Owner and Attorney at Law Office of Rodemer & Kane DUI And Criminal Defense Attorney
Answered 10 months ago
Jury selection is strategy, not showmanship. I don't look for sympathy. I look for fairness. My job starts by removing anyone who walks in thinking guilt comes with arrest. Those people don't belong on a panel deciding someone's future. I ask direct questions that expose bias. If a potential juror trusts law enforcement blindly or believes an innocent person wouldn't need a lawyer, they're off. I watch how they respond, not just what they say. Crossed arms, delayed answers, nervous glances, those signals matter. In one trial, I removed a woman who claimed she could be fair but flinched every time we discussed drug charges. That wasn't neutrality. That was discomfort. You can't teach fairness mid-trial. You stop the damage before it starts. To connect with jurors, drop the legal script. Speak plainly. Show respect without being distant. I let them know the stakes and then ask questions that make them take the defendant's place. "Has anyone ever said you did something when you didn't?" That moment creates rapport. It turns them into immediate players, not reactors. The jury deliberates. But I get to decide who gets to be in that box. If I make the wrong choice, no cross-exam or closing will solve it. Jury selection is the first battle. I won't lose it.

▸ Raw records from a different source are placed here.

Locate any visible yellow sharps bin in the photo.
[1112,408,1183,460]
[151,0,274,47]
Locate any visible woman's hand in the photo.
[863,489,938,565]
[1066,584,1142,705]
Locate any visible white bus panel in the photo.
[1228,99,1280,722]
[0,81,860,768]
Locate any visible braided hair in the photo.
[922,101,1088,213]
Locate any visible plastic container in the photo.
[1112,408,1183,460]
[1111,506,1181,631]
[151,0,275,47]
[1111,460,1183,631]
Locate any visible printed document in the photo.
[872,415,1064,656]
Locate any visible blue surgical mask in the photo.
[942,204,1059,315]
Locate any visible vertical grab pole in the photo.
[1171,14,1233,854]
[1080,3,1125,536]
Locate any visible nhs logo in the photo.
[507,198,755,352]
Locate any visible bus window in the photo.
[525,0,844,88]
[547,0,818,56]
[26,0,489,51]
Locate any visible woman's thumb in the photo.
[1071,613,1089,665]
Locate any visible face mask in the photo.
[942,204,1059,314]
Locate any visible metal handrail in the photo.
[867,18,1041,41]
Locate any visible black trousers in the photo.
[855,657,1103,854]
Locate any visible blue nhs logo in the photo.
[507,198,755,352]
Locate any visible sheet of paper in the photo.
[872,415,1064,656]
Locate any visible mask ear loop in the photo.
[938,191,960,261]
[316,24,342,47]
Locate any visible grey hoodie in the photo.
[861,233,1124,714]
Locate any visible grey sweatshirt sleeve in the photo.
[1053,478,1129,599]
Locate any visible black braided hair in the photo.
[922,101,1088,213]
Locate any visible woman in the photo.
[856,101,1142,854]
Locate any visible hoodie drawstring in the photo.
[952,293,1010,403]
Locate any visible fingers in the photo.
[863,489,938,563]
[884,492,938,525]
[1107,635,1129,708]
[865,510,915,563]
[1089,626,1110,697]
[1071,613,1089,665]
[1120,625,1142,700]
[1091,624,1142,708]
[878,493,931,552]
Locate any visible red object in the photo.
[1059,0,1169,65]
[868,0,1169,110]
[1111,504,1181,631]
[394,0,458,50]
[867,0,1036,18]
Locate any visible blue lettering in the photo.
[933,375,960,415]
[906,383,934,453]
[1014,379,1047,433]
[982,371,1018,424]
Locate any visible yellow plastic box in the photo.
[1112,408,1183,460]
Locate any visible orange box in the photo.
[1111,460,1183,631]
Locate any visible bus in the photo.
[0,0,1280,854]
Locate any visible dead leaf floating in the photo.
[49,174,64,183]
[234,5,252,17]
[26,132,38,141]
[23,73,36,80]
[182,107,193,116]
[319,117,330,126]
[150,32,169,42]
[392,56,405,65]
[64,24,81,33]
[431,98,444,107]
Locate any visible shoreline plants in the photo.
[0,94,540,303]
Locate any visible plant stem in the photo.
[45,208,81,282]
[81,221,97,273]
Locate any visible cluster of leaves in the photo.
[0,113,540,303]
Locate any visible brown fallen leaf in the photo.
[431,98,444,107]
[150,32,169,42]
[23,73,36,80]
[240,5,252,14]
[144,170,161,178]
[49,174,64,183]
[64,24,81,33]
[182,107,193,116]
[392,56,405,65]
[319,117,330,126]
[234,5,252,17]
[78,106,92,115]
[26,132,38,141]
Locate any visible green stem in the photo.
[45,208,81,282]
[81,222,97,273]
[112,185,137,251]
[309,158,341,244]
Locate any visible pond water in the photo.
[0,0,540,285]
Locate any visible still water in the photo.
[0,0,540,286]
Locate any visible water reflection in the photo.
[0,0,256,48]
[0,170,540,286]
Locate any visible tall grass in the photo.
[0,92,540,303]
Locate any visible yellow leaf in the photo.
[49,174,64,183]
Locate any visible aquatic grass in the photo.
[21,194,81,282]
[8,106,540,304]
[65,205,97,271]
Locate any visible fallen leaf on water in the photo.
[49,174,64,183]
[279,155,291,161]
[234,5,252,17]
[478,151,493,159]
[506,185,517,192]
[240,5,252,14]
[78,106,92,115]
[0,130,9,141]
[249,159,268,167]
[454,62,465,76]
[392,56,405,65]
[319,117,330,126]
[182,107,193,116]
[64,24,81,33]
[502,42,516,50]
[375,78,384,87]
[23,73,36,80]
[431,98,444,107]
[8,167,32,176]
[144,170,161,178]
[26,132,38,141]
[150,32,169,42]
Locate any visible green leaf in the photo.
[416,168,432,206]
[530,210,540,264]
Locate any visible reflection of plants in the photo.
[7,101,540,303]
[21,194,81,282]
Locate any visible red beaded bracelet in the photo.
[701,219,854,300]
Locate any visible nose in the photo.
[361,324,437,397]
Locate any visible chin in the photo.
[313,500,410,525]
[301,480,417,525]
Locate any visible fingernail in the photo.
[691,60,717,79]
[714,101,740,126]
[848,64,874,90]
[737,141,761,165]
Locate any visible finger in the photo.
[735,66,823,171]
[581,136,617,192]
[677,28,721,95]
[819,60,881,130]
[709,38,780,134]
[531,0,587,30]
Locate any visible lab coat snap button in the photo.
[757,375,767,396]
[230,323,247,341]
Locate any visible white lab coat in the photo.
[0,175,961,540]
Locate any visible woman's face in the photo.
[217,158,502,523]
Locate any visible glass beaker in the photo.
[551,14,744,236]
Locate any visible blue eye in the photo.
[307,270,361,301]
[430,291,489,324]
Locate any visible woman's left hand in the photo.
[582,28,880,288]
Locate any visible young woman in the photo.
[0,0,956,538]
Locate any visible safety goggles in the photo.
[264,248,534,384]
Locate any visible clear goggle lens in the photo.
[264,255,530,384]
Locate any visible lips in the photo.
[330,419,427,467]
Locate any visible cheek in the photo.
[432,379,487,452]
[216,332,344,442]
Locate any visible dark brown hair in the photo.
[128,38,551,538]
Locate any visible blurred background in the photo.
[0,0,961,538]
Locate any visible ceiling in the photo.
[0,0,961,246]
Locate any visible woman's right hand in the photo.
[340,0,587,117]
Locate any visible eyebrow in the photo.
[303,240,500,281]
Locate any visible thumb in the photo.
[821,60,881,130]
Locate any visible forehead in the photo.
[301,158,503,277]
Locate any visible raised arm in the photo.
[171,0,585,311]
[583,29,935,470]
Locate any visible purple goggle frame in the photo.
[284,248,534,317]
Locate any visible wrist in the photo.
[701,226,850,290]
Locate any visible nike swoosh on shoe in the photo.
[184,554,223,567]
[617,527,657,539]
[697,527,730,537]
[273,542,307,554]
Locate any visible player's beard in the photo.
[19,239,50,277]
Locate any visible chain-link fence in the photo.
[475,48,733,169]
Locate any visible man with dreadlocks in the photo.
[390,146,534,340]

I approach jury selection like I approach cross-examination, controlled, direct, and intentional. I'm not there to make friends. I'm here to spot who has already made up their mind. If someone walks in believing every person charged is guilty, I want them off the panel before they get the chance to sway twelve people. That means asking uncomfortable questions. I don't care if they like me. I care if they're capable of being fair. One factor I always watch is how potential jurors react to the burden of proof. I explain "beyond a reasonable doubt" in real terms. Then I ask, "Would you want your freedom in the hands of a system where ninety percent certainty was good enough?" The people who hesitate or try to redefine the standard are red flags. I've had jurors admit they'd need the defendant to prove innocence. That's not someone I want to decide my client's future. To connect with jurors, I speak to them like I would at a kitchen table. No legal jargon. No theatrics. Just straight talk. I might say, "Have you ever been blamed for something you didn't do?" Most people have. That common experience creates understanding. It builds a bridge. Jurors aren't looking for speeches, they're looking for something real to hold on to. If you want them to care about your client, show them you care about their voice. Listen more than you speak. When they feel heard, they start listening to you. That's where the connection begins.
When I approach jury selection in a criminal trial, I focus less on surface traits and more on how each potential juror processes information. One key factor I always consider is how open they are to nuance. If someone speaks in absolutes or shows discomfort with ambiguity during voir dire, that's a red flag—criminal cases often hinge on shades of gray. A tip I use to connect effectively I ask questions that invite storytelling, not just yes/no answers. For example, instead of "Do you trust the police?" I'll ask, "Can you tell me about a time you had to rely on law enforcement?" That shift reveals not only their beliefs but also how they came to hold them. It's more conversational, which helps lower defenses and gives me better insight into their values and potential biases.